IS IT SAFE?
What is Teeth Whitening?
Teeth can often take on a darker and unattractive appearance with age or from contact with staining substances such as tobacco, coffee, tea, wine. Teeth can become discoloured as a result of taking certain medications as a child, such as tetracycline, or excessive fluoridation (fluorosis) during tooth development.
Most discoloration can be removed by bleaching which is a very conservative, safe and non-invasive approach to creating a brighter, more appealing smile. It’s important, however, to have your teeth evaluated by your dentist to determine if you’re a good candidate for bleaching. There are some stains such as tetracycline and fluorosis, that are difficult to bleach, so other options, such as veneers or crowns may be required. Since teeth whitening only works on natural tooth enamel, it is also important to evaluate replacement of any old fillings, crowns, etc. before bleaching begins. Once the bleaching is done, your dentist can match the new restorations to the shade of the newly whitened teeth.
Since teeth whitening is not permanent, a touch-up may be needed every year to keep your smile looking bright.
SEE FOR YOUR SELF
Patients Teeth Before & After Teeth Whitening
How is Teeth Whitening done?
There are two commonly used methods for teeth whitening or bleaching: at-home and in-surgery. Both begin with a surgery consultation to determine if the patient is a good candidate for the bleaching process. The at-home technique is the most popular and least expensive. The surgery method allows Dr Biscoe to place a higher concentration of bleach over the teeth and to accelerate the bleaching process using a laser.

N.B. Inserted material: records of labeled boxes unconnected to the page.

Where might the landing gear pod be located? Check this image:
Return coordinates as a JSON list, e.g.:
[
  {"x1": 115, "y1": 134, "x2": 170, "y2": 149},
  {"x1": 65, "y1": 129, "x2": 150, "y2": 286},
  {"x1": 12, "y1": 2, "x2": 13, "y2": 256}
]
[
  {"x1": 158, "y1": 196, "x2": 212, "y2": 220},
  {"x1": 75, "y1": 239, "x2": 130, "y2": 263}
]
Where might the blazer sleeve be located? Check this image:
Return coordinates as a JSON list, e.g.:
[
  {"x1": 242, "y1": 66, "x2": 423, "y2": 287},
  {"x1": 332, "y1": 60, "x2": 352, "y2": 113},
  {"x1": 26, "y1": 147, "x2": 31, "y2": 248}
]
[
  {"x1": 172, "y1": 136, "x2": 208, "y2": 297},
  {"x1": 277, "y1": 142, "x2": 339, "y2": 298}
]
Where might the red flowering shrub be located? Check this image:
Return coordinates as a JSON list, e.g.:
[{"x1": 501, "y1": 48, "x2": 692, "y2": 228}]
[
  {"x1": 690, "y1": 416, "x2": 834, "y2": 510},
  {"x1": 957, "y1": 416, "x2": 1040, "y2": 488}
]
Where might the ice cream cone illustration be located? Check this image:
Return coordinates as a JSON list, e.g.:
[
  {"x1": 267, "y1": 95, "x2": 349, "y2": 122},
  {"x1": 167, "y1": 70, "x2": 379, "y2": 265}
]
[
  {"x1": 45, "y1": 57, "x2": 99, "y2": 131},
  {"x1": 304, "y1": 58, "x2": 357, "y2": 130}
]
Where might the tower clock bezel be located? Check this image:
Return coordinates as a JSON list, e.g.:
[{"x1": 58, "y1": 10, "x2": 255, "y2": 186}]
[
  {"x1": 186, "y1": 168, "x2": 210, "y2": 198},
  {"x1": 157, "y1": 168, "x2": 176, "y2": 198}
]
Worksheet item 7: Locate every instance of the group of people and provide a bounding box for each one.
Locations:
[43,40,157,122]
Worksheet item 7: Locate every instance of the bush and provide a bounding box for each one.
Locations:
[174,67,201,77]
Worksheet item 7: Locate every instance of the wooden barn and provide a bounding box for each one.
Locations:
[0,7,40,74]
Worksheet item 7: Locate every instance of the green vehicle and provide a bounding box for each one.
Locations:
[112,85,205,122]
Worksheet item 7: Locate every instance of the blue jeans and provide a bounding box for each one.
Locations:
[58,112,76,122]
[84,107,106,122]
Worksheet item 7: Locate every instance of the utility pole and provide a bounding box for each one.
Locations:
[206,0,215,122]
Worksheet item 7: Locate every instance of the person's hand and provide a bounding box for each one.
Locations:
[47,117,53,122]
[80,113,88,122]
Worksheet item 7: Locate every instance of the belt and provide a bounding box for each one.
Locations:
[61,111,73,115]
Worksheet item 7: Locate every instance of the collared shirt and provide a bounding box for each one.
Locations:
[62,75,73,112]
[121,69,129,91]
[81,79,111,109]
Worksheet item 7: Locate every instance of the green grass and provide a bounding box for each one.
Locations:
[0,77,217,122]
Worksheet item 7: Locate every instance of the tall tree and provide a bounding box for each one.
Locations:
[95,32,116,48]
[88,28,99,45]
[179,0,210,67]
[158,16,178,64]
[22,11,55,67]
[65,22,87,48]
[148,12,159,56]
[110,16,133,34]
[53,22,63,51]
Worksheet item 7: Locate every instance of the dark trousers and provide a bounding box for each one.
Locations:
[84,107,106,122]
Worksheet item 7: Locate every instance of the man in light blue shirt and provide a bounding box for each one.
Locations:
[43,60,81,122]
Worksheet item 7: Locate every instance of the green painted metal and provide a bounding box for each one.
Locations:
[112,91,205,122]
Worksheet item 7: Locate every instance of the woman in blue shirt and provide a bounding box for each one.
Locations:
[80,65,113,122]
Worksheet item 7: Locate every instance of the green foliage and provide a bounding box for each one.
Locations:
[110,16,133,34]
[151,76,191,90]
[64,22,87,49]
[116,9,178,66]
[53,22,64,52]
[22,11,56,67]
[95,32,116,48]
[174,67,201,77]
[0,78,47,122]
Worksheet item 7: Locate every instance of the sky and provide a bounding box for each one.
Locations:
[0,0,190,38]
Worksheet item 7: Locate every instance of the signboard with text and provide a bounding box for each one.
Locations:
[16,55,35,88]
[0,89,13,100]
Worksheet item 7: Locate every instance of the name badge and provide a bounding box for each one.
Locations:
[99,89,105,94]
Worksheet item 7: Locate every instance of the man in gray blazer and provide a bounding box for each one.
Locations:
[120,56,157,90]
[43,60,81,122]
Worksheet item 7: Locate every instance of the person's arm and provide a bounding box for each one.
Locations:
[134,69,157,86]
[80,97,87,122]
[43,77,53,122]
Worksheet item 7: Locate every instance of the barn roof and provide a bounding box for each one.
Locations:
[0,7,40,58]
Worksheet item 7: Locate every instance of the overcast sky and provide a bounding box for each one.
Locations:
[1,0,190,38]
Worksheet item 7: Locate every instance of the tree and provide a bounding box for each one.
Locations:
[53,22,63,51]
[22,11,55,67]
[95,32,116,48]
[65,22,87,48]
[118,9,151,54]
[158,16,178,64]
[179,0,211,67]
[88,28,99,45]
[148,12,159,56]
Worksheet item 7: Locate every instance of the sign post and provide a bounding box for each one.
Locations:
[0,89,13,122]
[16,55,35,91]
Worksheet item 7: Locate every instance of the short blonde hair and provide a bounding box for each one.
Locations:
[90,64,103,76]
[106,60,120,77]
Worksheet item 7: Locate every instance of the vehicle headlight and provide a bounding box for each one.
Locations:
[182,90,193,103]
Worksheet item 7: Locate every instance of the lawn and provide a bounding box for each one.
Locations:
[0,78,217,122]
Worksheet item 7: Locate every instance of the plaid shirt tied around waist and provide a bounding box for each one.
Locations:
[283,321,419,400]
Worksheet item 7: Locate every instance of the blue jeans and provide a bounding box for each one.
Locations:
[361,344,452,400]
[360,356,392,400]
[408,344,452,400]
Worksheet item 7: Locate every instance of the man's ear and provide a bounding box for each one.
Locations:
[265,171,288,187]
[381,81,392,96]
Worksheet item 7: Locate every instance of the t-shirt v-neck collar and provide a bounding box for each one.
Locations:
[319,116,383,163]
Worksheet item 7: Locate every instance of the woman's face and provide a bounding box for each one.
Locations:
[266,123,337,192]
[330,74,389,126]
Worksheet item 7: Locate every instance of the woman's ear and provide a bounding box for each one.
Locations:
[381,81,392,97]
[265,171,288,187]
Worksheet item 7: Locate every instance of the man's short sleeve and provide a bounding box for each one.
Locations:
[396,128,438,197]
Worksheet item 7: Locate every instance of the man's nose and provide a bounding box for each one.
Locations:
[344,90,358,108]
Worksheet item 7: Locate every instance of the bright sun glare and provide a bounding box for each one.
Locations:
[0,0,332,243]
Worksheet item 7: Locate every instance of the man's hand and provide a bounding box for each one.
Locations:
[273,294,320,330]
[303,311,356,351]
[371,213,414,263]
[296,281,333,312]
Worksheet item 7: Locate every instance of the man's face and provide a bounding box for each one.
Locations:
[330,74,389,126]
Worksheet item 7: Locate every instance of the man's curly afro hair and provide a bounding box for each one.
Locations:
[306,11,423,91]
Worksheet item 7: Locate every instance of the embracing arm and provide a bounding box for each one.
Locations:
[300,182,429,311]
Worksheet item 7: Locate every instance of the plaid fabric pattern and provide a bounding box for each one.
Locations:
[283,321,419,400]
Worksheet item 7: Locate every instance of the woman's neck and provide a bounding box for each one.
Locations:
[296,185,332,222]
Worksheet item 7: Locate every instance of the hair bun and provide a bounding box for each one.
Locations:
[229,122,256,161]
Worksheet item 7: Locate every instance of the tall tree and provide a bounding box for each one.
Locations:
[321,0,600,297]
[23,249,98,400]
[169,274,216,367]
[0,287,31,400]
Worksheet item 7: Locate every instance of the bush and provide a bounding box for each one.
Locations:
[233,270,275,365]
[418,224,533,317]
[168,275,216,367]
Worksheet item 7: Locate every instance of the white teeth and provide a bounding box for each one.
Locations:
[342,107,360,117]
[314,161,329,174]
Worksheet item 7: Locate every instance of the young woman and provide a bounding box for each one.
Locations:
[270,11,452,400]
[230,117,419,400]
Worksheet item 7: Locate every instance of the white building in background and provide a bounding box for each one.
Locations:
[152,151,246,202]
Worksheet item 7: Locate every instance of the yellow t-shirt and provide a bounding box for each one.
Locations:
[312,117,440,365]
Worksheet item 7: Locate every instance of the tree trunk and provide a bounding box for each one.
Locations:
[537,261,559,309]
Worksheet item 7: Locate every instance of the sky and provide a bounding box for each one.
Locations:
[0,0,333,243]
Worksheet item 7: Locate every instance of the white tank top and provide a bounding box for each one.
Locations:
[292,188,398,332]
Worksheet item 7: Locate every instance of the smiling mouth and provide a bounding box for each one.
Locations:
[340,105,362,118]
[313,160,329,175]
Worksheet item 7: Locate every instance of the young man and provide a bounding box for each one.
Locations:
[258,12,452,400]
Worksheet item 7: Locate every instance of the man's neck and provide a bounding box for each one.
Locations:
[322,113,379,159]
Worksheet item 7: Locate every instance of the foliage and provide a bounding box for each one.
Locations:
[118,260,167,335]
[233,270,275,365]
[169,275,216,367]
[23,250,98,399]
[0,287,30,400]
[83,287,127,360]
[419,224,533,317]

A custom mouth piece or “tray” is made to fit your teeth by Dr Biscoe. This tray fits over the patient’s teeth and holds the bleaching material against the teeth for a specified period. Different concentrations of bleach are worn via the tray from as little as half an hour a day for an average of 10 to 14 days. The treatment is determined by the dentist and may differ for each patient. If the teeth become more sensitive to hot and cold, a “desensitizing” material may be used in the same tray. Results with this method are usually excellent.
The gum tissues are covered to protect them from being irritated by a higher concentration of the bleaching material. The bleach is then activated by a high intensity light or a laser to accelerate the process. This method is repeated several times during the laser session. Dr Biscoe will sometimes recommend tray bleaching at home to enhance the results. Most patients require a touch-up after one to five years, depending on the patient’s habits and desires.
What about over the counter options?
Both at-home and surgery treatments are considerably more effective than the whiteners available from retail outlets. Over-the-counter products have much lower concentrations of bleach and sometimes use materials and ill-fitting trays that can cause damage to the teeth and gums.